Книга Катарина, павлин и иезуит - Драго Янчар
Шрифт:
Интервал:
Закладка:
В погожий солнечный полдень Катарина решила, что уйдет из дома, и спустя несколько дней так и поступила. Случилось это вскоре после пасхальных праздников, день выдался теплый, поля уже пестрели первыми цветами, южный ветер слегка покачивал кроны деревьев на пологом склоне горы за домом. Она стояла у открытого окна, глядя на горный склон, где царил покой, на тихое колыхание деревьев в туманном свечении ранней весны. Лес молчал, ветра не было слышно, только из кухни, что под ее комнатой, долетало звяканье медных кастрюль и металлических тарелок, которые служанки мыли после обеда, сопровождая это короткими неразборчивыми высказываниями и резким смехом. Тарелки гремели металлические, ведь сегодня день был будничный, фарфоровыми пользовались только по праздникам. Сейчас в доме уже не было гостей, приезжавших сюда на праздники: в воскресенье после полудня под прощальные восклицания, под скрип кожаной конской сбруи и хлопанье дверей карет и дорожных повозок они отправились в путь, разъезжаясь во все стороны – в свои именья и городские дома, к своим делам, и фарфоровая посуда была заботливо заперта в шкафу в ожидании новых праздников и тех же посетителей. Теперь опять долгое время будут бренчать металлические тарелки, и дни станут еще более будничными, чем они были до праздников. Каждое утро она будет слышать отцовские распоряжения насчет хлевов и амбаров, крики с полей и лугов, в какой-нибудь воскресный вечер – отдаленное пение пьяных парней; теплый ветер донесет слова, которые могли бы быть обращены к ней: «…некрасива, непригожа, и тебя – я не люблю, вскоре в городах и селах я красивее найду».

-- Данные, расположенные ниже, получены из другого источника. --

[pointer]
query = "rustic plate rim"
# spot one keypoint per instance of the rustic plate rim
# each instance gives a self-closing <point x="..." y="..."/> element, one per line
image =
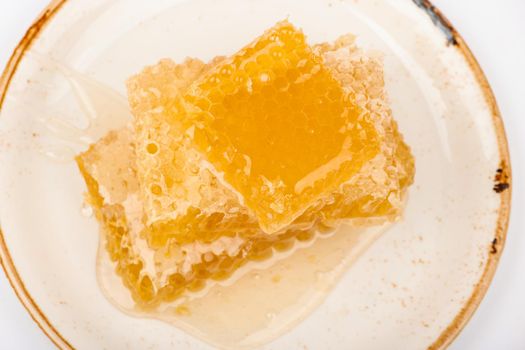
<point x="450" y="333"/>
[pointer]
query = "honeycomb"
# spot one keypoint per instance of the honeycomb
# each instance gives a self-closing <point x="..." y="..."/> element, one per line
<point x="174" y="224"/>
<point x="179" y="195"/>
<point x="258" y="118"/>
<point x="155" y="275"/>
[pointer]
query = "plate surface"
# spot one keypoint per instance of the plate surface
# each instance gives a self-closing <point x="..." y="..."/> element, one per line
<point x="414" y="288"/>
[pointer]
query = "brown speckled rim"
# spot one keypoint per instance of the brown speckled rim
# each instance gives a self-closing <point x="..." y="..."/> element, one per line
<point x="494" y="248"/>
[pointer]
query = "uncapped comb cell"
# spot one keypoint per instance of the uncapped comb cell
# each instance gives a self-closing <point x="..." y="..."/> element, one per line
<point x="198" y="202"/>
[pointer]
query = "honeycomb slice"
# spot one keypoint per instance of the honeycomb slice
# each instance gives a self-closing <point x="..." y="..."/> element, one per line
<point x="363" y="196"/>
<point x="180" y="195"/>
<point x="165" y="274"/>
<point x="379" y="188"/>
<point x="277" y="127"/>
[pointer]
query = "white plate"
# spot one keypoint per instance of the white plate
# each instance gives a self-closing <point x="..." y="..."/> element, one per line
<point x="414" y="288"/>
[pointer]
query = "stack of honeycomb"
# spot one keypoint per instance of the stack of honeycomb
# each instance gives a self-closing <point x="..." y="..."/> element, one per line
<point x="241" y="159"/>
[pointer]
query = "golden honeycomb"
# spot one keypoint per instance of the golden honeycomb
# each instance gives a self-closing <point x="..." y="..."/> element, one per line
<point x="277" y="126"/>
<point x="161" y="274"/>
<point x="179" y="195"/>
<point x="172" y="223"/>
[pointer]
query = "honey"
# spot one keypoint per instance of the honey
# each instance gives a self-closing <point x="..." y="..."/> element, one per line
<point x="242" y="161"/>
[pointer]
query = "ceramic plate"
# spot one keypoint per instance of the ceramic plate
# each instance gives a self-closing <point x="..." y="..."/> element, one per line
<point x="414" y="288"/>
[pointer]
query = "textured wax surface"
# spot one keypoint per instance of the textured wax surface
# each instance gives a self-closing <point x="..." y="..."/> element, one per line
<point x="170" y="242"/>
<point x="167" y="273"/>
<point x="277" y="125"/>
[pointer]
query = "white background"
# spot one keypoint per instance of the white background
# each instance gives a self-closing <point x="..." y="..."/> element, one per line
<point x="495" y="31"/>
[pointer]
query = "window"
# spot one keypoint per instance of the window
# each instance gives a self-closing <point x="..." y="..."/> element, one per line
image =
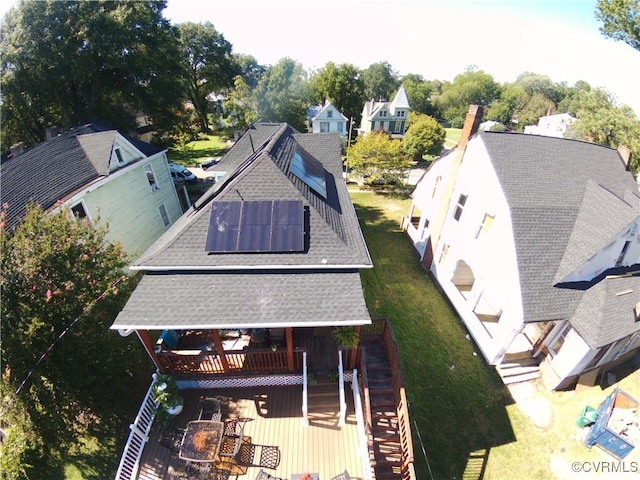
<point x="462" y="199"/>
<point x="151" y="178"/>
<point x="119" y="156"/>
<point x="164" y="215"/>
<point x="79" y="211"/>
<point x="435" y="186"/>
<point x="487" y="221"/>
<point x="443" y="254"/>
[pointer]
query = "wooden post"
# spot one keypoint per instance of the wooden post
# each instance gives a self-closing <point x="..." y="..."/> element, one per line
<point x="147" y="343"/>
<point x="217" y="341"/>
<point x="289" y="340"/>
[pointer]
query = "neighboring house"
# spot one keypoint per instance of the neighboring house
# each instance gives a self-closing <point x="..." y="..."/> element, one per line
<point x="535" y="241"/>
<point x="551" y="125"/>
<point x="96" y="173"/>
<point x="386" y="116"/>
<point x="327" y="118"/>
<point x="244" y="292"/>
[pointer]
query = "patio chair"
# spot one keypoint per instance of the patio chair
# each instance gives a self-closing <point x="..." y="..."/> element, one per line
<point x="171" y="438"/>
<point x="267" y="456"/>
<point x="209" y="409"/>
<point x="262" y="475"/>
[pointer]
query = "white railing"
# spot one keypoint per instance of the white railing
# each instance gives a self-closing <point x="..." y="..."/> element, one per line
<point x="305" y="400"/>
<point x="129" y="463"/>
<point x="363" y="443"/>
<point x="343" y="402"/>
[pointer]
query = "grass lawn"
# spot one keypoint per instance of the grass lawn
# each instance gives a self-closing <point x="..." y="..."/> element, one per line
<point x="198" y="151"/>
<point x="461" y="413"/>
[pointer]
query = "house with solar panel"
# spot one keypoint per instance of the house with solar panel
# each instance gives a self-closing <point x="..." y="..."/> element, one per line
<point x="96" y="173"/>
<point x="241" y="300"/>
<point x="535" y="240"/>
<point x="386" y="116"/>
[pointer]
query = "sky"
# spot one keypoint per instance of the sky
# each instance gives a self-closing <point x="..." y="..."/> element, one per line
<point x="438" y="39"/>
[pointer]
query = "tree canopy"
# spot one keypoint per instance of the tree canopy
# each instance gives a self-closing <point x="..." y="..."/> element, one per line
<point x="65" y="63"/>
<point x="620" y="20"/>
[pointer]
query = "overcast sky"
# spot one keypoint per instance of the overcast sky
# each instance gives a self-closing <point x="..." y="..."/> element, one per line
<point x="435" y="38"/>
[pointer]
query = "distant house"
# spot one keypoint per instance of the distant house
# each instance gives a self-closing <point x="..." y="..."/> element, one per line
<point x="536" y="242"/>
<point x="386" y="116"/>
<point x="327" y="118"/>
<point x="95" y="172"/>
<point x="551" y="125"/>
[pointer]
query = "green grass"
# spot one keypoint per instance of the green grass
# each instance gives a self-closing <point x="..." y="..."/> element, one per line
<point x="460" y="410"/>
<point x="198" y="151"/>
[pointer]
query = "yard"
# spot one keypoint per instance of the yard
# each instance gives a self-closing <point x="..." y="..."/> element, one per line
<point x="461" y="413"/>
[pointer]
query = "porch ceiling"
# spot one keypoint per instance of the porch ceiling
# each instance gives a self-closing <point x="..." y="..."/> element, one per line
<point x="241" y="300"/>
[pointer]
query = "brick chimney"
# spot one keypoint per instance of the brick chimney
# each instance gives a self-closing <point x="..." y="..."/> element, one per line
<point x="469" y="129"/>
<point x="625" y="156"/>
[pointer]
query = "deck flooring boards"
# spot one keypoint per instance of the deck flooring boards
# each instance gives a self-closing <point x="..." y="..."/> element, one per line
<point x="273" y="416"/>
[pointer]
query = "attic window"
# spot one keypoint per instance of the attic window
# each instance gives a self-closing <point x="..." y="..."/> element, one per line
<point x="311" y="172"/>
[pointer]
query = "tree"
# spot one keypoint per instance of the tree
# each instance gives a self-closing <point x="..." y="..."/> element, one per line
<point x="282" y="94"/>
<point x="60" y="273"/>
<point x="419" y="94"/>
<point x="208" y="65"/>
<point x="380" y="81"/>
<point x="378" y="158"/>
<point x="424" y="136"/>
<point x="620" y="20"/>
<point x="66" y="63"/>
<point x="471" y="87"/>
<point x="342" y="85"/>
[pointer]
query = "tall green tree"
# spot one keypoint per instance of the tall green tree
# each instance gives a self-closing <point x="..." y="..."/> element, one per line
<point x="380" y="81"/>
<point x="424" y="136"/>
<point x="59" y="274"/>
<point x="471" y="87"/>
<point x="208" y="65"/>
<point x="376" y="157"/>
<point x="66" y="63"/>
<point x="283" y="94"/>
<point x="620" y="20"/>
<point x="342" y="85"/>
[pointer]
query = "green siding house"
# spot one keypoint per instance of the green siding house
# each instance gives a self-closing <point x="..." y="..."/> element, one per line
<point x="99" y="174"/>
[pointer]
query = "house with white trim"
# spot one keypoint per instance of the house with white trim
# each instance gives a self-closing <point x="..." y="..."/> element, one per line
<point x="535" y="241"/>
<point x="96" y="173"/>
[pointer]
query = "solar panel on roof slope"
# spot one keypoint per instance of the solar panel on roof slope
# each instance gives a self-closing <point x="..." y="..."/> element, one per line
<point x="256" y="226"/>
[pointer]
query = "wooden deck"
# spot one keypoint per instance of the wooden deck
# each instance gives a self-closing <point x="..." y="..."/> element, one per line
<point x="272" y="416"/>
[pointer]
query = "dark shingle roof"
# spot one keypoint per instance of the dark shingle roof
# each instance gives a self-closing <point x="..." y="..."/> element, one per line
<point x="56" y="168"/>
<point x="567" y="199"/>
<point x="185" y="286"/>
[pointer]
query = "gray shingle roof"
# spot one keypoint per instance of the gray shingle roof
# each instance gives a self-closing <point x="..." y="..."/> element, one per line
<point x="56" y="168"/>
<point x="187" y="287"/>
<point x="567" y="199"/>
<point x="245" y="300"/>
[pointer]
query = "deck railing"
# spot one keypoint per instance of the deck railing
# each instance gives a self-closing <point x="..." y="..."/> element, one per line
<point x="129" y="462"/>
<point x="236" y="361"/>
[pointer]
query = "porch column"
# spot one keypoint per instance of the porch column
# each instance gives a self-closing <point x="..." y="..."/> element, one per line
<point x="217" y="341"/>
<point x="147" y="343"/>
<point x="289" y="336"/>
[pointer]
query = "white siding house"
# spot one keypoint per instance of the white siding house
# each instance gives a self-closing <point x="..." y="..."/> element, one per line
<point x="540" y="258"/>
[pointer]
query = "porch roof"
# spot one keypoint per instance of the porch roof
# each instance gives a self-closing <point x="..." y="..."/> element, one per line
<point x="203" y="300"/>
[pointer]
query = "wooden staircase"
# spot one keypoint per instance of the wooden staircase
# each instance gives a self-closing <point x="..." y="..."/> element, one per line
<point x="387" y="450"/>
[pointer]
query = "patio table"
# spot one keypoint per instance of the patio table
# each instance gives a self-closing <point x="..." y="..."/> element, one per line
<point x="201" y="441"/>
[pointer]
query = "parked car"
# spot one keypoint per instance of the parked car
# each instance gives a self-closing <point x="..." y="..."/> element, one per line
<point x="181" y="174"/>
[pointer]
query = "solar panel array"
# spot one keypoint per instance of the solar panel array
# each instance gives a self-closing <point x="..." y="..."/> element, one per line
<point x="256" y="226"/>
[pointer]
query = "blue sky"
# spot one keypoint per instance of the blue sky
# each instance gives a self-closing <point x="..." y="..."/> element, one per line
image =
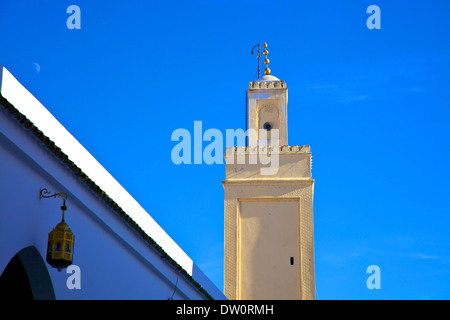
<point x="373" y="105"/>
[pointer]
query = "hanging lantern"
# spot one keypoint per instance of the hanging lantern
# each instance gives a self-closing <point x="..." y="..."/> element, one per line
<point x="60" y="240"/>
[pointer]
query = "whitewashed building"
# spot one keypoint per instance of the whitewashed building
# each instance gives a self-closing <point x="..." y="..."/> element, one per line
<point x="120" y="252"/>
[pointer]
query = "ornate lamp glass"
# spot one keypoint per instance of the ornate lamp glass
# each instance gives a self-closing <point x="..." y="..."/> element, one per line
<point x="60" y="246"/>
<point x="61" y="239"/>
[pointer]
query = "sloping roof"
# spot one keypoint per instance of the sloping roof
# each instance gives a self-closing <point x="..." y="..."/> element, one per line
<point x="140" y="221"/>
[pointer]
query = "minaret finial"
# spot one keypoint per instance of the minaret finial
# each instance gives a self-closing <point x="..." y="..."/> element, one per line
<point x="266" y="61"/>
<point x="258" y="55"/>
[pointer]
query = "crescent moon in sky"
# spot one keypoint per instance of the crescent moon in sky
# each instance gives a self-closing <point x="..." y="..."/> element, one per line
<point x="36" y="67"/>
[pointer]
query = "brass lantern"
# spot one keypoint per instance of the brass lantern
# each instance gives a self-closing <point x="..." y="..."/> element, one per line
<point x="60" y="240"/>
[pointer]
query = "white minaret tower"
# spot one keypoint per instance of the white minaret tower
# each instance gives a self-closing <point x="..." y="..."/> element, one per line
<point x="269" y="238"/>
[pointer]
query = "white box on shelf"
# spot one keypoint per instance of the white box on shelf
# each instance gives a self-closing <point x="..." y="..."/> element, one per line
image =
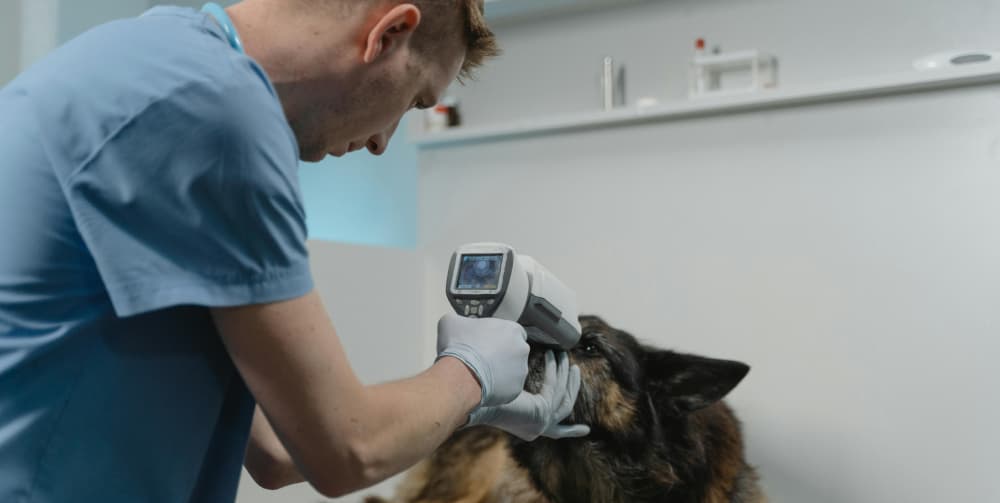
<point x="732" y="73"/>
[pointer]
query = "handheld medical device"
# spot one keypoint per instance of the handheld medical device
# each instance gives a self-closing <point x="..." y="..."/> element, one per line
<point x="492" y="280"/>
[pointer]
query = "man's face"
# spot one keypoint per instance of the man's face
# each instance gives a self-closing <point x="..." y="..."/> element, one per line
<point x="363" y="108"/>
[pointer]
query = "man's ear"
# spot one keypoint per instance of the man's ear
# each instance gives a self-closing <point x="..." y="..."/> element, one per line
<point x="691" y="382"/>
<point x="392" y="30"/>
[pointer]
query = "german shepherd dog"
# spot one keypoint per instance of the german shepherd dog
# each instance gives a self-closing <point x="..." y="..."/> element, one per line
<point x="659" y="433"/>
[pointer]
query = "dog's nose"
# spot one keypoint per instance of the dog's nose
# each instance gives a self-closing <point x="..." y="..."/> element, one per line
<point x="536" y="368"/>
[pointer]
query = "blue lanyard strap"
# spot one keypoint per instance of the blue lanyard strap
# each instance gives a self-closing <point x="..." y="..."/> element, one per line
<point x="216" y="11"/>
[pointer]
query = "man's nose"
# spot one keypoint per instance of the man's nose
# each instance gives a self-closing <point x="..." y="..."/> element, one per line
<point x="379" y="143"/>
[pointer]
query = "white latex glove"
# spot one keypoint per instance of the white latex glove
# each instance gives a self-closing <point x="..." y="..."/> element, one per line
<point x="495" y="350"/>
<point x="530" y="415"/>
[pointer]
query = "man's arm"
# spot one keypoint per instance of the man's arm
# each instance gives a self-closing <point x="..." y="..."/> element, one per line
<point x="266" y="459"/>
<point x="342" y="435"/>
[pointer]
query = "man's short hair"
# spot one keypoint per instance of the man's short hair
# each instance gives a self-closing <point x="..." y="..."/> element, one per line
<point x="443" y="19"/>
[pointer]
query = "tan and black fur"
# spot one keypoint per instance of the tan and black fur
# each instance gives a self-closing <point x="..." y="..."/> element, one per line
<point x="659" y="433"/>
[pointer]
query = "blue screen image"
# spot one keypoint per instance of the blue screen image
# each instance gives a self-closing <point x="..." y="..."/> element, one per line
<point x="479" y="272"/>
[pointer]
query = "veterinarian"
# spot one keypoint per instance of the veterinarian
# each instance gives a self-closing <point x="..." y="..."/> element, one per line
<point x="154" y="278"/>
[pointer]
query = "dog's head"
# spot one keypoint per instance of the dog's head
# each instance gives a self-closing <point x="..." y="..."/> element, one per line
<point x="629" y="390"/>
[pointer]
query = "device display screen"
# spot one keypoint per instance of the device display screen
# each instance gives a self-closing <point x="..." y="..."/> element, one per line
<point x="479" y="272"/>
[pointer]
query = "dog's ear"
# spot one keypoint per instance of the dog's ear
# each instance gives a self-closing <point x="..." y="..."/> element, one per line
<point x="691" y="382"/>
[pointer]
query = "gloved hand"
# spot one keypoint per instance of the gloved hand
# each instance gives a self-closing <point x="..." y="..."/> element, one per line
<point x="530" y="415"/>
<point x="495" y="350"/>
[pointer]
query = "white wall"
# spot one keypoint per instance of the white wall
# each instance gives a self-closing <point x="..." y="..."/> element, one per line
<point x="10" y="39"/>
<point x="552" y="64"/>
<point x="847" y="251"/>
<point x="373" y="297"/>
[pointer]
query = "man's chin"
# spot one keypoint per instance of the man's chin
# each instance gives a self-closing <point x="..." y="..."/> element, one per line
<point x="314" y="156"/>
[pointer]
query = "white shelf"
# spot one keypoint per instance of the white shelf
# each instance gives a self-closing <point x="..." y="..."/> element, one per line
<point x="779" y="98"/>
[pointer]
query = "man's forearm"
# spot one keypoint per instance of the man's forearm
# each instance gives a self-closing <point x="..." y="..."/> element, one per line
<point x="266" y="459"/>
<point x="408" y="419"/>
<point x="406" y="425"/>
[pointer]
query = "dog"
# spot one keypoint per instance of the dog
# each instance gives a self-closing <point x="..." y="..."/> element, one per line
<point x="659" y="433"/>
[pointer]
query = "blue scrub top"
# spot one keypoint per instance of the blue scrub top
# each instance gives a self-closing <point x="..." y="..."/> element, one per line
<point x="147" y="173"/>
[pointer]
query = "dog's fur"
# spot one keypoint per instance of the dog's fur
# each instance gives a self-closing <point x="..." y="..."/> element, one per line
<point x="659" y="432"/>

Весной во дворе будут весело тявкать, а летом – лениво бродить собаки, тупо смотреть и жевать жвачку коровы, станут приезжать на телегах крестьяне, снимать шапки, входя в отцовскую контору, где она всю первую половину дня будет записывать цифры, касающиеся урожая и продажи, хотя она и не обязана это делать, хотя ей можно было бы вообще этим не заниматься; она могла бы поехать к сестре Кристине в Любляну, к ее мужу и детям, могла бы есть разные шоколадки и попивать кофе, потому что сейчас все пьют кофе, и ее сестра Кристина его просто обожает, как и чашечки, из которых его пьют, – все это она вполне могла бы делать. Или смотрела бы, как вокруг Добравы цветут деревья, как потом на полях пламенеет гречиха, как под ветром пригибаются колосья пшеницы, как летают над самой водой стрекозы, могла бы слушать ночное кваканье лягушек, пока дни не станут короче, не придет осень, когда тени делаются все длиннее; затем наступит и зима – чтение, тишина, разговоры, одиночество, воскресные мессы в холодной церкви, где и у людей холод на лицах, а там не за горами и пасхальные праздники. И каждое утро тут, на стене, ее будет ждать зеркало, а еще умывальник, гребенка, мыло, благовония, но главное – зеркало. Зеркало, которое видело все, даже большой противный прыщ на спине, хотя, как ей казалось, она была уже в таком возрасте, когда не должно быть никаких прыщей, даже на спине. Каждый день начинается с утреннего умывания и расчесывания волос перед зеркалом, со взгляда на свое постепенно стареющее лицо с заостряющимися чертами, все больше похожее на лицо отца, – день этот затем подойдет и к полудню, к звону медных кастрюль, к стуку металлических тарелок в кухне под се комнатой, резкому смеху девушек, плеску выливаемой в сточную канаву на краю двора воды, к тихому трепету деревьев в лесу на склоне горы, на которой выше стоит церковь святого Роха.
В этот день она решила, что не будет здесь дожидаться осени, даже лета не станет ждать – уйдет.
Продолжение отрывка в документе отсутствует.